Je propose pour ma part de conceptualiser l’activité des 150 comme une forme de « représentation lotocratique » (ou représentation par le sort). La représentation lotocratique a le mérite, par rapport à la représentation électorale, de créer « une France de poche », pour reprendre la formule d’un participant, dont la ressemblance démographique avec la France réelle minimise le risque que ses délibérations ignorent la perspective de pans entiers de la population. Comme le président l’a admis avec une certaine candeur lors de sa rencontre avec les participants, faire cette Convention citoyenne sur le climat plus tôt lui aurait permis d’anticiper la révolte des « gilets jaunes » contre la taxe carbone. Peut-être n’est-il pas trop tard pour en envisager une autre sur la réforme des retraites ?

Mais si la délibération au sein d’un groupe suffisamment large de citoyens tirés au sort a des mérites que n’a pas la délibération entre élus, pourquoi ne pas envisager un transfert de pouvoir des représentants élus vers les représentants lotocratiques ou, tout au moins, une nouvelle distribution des rôles ? Certains ont proposé de créer une « chambre du futur », sur la base du tirage au sort, pour traiter spécifiquement de sujets environnementaux. On pourrait aussi envisager une « assemblée du peuple » ayant une autonomie législative propre sur l’ensemble ou une partie des sujets traités à l’heure actuelle par les Chambres élues.
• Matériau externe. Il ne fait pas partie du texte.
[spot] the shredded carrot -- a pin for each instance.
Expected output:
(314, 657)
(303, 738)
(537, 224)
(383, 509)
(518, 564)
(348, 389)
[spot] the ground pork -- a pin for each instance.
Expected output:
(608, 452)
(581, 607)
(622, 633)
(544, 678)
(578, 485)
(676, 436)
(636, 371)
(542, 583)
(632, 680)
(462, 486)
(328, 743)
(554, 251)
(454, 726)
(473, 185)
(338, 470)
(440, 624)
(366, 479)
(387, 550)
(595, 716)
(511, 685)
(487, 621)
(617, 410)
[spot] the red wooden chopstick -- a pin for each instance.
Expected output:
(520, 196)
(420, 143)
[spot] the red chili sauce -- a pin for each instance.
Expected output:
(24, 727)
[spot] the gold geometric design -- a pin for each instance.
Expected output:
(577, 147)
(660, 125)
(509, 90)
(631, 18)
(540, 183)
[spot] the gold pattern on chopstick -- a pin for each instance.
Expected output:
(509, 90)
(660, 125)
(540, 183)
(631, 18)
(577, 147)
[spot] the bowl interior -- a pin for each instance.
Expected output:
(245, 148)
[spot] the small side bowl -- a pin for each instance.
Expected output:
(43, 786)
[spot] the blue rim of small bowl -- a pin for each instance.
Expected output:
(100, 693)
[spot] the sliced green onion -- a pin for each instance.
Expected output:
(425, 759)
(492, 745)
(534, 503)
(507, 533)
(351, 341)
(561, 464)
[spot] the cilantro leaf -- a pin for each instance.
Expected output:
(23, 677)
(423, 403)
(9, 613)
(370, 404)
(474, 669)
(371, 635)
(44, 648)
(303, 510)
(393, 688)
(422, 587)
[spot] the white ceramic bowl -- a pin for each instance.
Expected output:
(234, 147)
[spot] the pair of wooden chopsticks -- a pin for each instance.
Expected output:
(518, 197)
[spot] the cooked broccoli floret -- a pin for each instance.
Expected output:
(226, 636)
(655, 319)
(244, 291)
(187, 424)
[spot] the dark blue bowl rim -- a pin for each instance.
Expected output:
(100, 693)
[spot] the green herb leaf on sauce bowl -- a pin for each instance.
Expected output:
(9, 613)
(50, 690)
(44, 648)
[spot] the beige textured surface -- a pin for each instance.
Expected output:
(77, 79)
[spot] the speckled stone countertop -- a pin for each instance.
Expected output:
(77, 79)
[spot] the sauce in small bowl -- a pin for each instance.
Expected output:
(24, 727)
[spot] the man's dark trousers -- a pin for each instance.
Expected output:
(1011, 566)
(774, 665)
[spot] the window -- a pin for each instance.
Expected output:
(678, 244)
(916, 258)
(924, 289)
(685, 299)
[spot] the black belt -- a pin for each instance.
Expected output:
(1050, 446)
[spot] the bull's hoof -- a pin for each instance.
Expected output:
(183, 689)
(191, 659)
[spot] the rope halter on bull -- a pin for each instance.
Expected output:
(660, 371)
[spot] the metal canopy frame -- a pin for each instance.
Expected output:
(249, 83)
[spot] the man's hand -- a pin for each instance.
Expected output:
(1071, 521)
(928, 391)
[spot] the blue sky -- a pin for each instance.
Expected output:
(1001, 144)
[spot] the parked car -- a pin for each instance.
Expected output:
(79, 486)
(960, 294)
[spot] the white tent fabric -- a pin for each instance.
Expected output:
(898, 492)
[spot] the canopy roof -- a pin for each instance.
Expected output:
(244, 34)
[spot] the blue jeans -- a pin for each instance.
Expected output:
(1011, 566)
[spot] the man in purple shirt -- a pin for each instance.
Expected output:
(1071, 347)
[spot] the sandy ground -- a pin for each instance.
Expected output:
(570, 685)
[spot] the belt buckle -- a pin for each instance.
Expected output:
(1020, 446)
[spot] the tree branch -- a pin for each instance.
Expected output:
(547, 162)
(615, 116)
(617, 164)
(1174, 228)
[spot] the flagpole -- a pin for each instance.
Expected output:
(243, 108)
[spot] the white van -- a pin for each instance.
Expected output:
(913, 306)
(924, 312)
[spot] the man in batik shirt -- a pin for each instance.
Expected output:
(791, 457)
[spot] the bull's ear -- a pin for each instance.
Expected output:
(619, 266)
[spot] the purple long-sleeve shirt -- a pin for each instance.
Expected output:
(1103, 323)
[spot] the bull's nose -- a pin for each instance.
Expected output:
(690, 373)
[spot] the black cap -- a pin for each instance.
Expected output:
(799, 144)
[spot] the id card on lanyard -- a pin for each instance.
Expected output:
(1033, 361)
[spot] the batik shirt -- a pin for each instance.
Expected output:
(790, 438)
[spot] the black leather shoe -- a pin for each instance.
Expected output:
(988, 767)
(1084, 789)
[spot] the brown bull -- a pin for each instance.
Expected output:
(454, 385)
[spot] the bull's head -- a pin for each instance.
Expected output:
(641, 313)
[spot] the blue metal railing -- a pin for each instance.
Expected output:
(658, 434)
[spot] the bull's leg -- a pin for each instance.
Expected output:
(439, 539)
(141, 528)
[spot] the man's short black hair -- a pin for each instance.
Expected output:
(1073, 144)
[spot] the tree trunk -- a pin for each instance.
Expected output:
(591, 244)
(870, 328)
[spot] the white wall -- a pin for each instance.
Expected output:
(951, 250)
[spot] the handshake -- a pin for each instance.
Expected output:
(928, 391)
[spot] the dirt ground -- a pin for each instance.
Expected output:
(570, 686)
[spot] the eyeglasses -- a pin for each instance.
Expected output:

Elle pourrait soit venir en remplacement de l’une des Assemblées existantes (l’Assemblée nationale, le Sénat ou le Conseil économique, social et environnemental), soit s’articuler à elles d’une manière qui reste à déterminer.

Envisager de tels changements demande de conduire une analyse comparée des mérites respectifs de différentes formes de représentation démocratique. Cela implique aussi de penser une légitimité politique autre que celle conférée par l’élection, ainsi que la possibilité d’une responsabilité politique réalisée autrement que par la sanction électorale. La Convention citoyenne pour le climat, de ce point de vue, si elle était pérennisée institutionnellement, pourrait donc préfigurer une nouvelle forme de démocratie représentative, moins strictement électorale et plus accessible – plus « ouverte » – aux citoyens ordinaires.

Dans une période marquée par la violence des conflits sociaux, la méfiance envers les institutions et un sentiment de blocage général, la convention ne résoudra pas tout. Mais elle donne au moins l’exemple de délibérations intelligentes conduites dans une ambiance constructive et fraternelle. Là où d’autres nations confrontées à des problèmes similaires se réfugient dans le populisme antidémocratique ou l’autoritarisme, cette convention, quel que soit son impact final, représente ainsi l’espoir qu’une autre politique, peut-être même une autre démocratie, est encore possible.

Hélène Landemore, ancienne élève de l’Ecole normale supérieure de la rue d’Ulm, est professeure de sciences politiques à l’Université de Yale. Elle est notamment l’auteure de Democratic Reason (Princeton University Press, 2013).